Todo comenzó cuando, visitando un día el zócalo de Puebla, quisimos capturar una imagen de la catedral, pero nuestra batería se había terminado. Así que, contando solo con hoja y papel escribimos nuestra experiencia. Sin embargo, al haber mucha gente no pudimos concluir con nuestro recorrido y caminamos, caminamos hasta que nos encontramos con el templo de San Francisco. Ahí todo cambió. Miramos su atrio y fue increíble. Sin armas para capturar su belleza, no tuvimos otro remedio que escribir sobre él. En su momento creímos que era una lástima no capturar su detalle excepcional, no obstante, después nos dimos cuenta que la escritura podía transmitir lo mismo que una imagen.

Aquel día, no solo nos sorprendimos por la magia de la palabra, sino por el origen del autor de aquel atrio que nos fascinó, ya que era contemporáneo de Fernando Gamboa, nuestro personaje favorito de nuestras clases de historia del arte mexicano de principios del siglo XX.

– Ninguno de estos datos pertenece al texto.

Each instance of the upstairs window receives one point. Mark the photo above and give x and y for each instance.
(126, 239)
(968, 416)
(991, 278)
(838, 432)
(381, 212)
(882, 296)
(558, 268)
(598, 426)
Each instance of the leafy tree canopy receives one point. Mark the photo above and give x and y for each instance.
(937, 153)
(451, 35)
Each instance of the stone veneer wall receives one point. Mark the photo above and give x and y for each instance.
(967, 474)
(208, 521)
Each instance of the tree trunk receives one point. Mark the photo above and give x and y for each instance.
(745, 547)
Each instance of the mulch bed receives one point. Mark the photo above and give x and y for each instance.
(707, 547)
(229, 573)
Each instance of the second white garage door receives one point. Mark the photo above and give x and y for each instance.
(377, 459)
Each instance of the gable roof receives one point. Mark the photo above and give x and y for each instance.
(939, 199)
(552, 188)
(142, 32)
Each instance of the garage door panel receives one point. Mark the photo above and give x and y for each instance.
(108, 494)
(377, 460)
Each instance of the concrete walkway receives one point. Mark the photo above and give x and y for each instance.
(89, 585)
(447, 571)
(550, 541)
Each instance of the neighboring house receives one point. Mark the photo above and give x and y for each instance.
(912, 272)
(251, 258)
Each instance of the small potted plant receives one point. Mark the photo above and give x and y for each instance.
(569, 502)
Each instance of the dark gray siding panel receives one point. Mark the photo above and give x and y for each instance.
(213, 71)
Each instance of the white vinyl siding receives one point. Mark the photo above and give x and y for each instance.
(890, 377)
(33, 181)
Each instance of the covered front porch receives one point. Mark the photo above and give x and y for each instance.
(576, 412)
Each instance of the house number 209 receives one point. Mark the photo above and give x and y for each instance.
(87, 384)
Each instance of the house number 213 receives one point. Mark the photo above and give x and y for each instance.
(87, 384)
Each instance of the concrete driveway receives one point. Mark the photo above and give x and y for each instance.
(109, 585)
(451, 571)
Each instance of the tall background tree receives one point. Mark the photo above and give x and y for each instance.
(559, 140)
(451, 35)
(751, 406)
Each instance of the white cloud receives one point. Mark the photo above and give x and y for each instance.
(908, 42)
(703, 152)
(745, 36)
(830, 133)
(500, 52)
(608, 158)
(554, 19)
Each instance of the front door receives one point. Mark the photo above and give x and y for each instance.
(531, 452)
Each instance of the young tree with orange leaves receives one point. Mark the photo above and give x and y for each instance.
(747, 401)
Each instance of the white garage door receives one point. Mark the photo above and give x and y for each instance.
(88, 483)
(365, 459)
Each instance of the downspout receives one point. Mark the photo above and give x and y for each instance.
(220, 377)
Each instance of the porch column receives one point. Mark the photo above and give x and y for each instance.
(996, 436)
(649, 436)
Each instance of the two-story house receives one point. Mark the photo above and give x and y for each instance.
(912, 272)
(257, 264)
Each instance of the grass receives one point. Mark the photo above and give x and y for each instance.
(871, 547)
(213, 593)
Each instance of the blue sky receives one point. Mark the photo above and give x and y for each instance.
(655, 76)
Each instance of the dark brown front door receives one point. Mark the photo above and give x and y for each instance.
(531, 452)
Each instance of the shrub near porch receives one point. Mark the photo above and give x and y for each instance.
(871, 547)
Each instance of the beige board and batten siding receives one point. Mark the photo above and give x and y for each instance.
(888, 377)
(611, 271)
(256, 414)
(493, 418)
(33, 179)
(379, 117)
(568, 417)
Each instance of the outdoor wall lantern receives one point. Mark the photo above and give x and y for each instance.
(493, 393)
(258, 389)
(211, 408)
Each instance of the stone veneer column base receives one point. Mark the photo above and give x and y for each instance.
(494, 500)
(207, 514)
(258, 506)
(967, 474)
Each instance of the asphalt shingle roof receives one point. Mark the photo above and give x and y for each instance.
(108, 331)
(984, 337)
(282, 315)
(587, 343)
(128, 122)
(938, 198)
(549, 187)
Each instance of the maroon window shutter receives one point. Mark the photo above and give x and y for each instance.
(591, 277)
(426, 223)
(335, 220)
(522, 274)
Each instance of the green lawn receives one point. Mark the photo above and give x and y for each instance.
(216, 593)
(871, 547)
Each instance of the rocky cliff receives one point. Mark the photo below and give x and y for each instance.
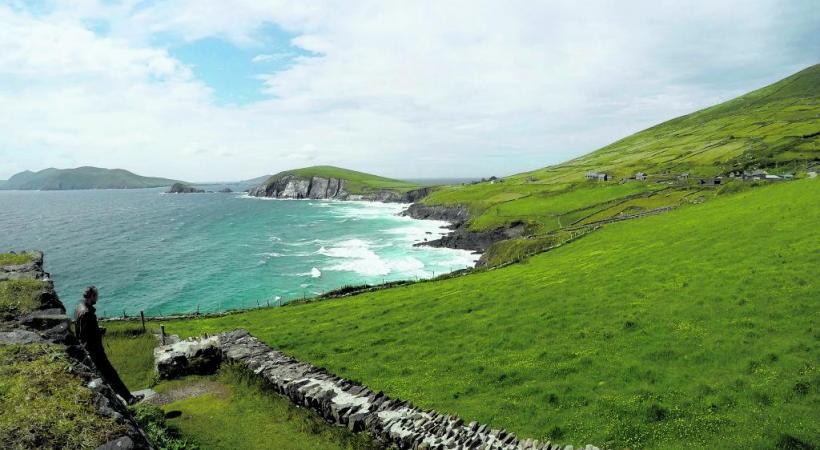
(179, 188)
(315, 187)
(55, 397)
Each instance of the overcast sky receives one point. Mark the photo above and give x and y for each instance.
(225, 90)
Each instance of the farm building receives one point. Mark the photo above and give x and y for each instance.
(710, 181)
(598, 176)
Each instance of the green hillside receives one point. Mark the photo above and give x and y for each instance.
(82, 178)
(357, 182)
(692, 329)
(775, 128)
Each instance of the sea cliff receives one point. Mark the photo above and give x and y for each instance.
(291, 186)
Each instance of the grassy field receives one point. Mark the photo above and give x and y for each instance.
(10, 259)
(44, 405)
(775, 127)
(692, 329)
(132, 353)
(356, 182)
(219, 417)
(19, 297)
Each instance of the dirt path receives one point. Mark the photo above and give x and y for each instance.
(190, 390)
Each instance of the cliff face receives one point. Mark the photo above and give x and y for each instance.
(179, 188)
(298, 187)
(50, 376)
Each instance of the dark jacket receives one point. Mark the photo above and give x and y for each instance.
(86, 327)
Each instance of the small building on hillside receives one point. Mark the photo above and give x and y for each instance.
(716, 181)
(598, 176)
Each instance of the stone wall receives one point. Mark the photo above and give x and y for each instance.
(48, 323)
(342, 402)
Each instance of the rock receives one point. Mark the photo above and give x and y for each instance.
(122, 443)
(395, 423)
(45, 319)
(199, 357)
(146, 394)
(179, 188)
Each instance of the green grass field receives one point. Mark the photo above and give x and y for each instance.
(11, 259)
(43, 404)
(356, 182)
(220, 419)
(775, 127)
(692, 329)
(19, 297)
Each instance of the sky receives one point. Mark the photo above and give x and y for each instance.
(206, 90)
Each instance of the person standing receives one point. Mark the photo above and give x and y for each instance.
(90, 335)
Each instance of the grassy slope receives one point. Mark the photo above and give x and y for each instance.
(83, 178)
(690, 329)
(357, 182)
(44, 405)
(13, 259)
(218, 420)
(771, 126)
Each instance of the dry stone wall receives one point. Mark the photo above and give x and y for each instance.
(48, 323)
(342, 402)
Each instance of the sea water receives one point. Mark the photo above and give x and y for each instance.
(176, 253)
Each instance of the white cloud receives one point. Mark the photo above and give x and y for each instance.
(265, 58)
(467, 87)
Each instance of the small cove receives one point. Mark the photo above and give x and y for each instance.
(164, 254)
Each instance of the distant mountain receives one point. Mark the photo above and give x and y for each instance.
(337, 183)
(255, 181)
(81, 178)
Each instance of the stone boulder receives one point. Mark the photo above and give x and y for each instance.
(198, 357)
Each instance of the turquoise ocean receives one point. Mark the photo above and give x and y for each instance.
(174, 253)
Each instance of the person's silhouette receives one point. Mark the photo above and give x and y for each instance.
(90, 335)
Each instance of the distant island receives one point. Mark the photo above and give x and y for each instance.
(81, 178)
(182, 188)
(328, 182)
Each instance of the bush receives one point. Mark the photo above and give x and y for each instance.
(152, 419)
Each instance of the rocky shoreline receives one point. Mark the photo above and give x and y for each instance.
(460, 238)
(47, 325)
(317, 188)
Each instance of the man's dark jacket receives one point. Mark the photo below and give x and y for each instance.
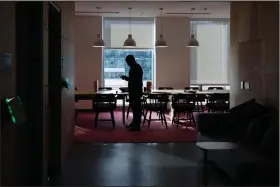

El nombre de este artista es: Jesús Carro Ferrer.

Desde entonces, somos admiradores de ambos. Tan brillantes que, además de haber realizado obras preciosas, nos contagiaron su pasión por narrar la vida, ya no solo en fotografías, sino ahora en escritura.

Gracias a aquel día sin cámara, descubrimos mucho de la historia de Puebla, de Gamboa y de Ferrer.

Nos gusta compartir muchos sitios con nuestros lectores, para que en un futuro ellos tomen fotografías y escriban por si mismos sus experiencias.